Friday, January 19, 2024

[FIXED] python-polars split string column into many columns by delimiter

January 19, 2024 pandas, python, python-polars No comments

Issue

In pandas, the following code will split the string from col1 into many columns. is there a way to do this in polars?

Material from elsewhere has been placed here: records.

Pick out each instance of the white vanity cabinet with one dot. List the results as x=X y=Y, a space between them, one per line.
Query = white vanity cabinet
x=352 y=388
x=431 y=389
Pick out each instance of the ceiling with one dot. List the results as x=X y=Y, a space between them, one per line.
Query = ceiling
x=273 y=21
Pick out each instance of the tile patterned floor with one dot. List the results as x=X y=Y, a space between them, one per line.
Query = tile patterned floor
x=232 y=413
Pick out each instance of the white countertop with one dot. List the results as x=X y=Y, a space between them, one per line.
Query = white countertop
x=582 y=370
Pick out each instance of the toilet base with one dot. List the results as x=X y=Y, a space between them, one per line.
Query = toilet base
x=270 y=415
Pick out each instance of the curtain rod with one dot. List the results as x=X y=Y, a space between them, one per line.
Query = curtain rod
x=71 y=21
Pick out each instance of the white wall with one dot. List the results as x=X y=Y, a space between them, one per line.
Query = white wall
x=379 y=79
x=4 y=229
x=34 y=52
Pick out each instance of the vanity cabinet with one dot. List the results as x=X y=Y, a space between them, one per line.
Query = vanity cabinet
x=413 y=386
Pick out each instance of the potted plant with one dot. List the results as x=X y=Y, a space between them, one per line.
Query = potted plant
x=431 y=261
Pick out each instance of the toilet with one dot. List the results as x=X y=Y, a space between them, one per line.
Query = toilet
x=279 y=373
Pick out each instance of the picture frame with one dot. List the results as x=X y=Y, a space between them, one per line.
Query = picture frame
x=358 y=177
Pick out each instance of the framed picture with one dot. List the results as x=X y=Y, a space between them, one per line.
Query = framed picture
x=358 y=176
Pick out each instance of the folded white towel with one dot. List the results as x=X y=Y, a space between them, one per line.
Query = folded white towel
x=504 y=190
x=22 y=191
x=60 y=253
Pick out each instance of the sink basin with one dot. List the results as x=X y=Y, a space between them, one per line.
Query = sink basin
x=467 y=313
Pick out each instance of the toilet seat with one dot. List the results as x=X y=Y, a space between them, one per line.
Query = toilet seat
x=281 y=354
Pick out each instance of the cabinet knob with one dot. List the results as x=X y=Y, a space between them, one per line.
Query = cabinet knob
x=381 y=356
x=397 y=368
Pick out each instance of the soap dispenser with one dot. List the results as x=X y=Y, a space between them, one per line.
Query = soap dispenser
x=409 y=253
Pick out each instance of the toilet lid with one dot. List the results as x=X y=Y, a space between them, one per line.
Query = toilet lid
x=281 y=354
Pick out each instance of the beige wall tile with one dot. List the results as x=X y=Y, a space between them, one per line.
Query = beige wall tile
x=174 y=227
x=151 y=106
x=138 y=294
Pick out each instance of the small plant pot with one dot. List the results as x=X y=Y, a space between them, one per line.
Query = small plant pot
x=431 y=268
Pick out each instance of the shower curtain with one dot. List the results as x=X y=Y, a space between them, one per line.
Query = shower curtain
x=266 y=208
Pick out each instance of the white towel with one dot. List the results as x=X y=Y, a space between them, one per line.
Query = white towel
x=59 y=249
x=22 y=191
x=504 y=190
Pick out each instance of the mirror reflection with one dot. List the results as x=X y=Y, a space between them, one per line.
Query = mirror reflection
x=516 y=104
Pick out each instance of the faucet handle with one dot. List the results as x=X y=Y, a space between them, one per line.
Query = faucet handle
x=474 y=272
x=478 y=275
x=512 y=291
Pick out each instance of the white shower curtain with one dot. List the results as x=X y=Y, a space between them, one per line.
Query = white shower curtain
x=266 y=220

d = {'col1': ["a/b/c/d", "a/b/c/d"]}
df= pd.DataFrame(data=d)
df[["a","b","c","d"]]=df["col1"].str.split('/',expand=True)

Solution

Here's an algorithm that will automatically adjust for the required number of columns -- and should be quite performant.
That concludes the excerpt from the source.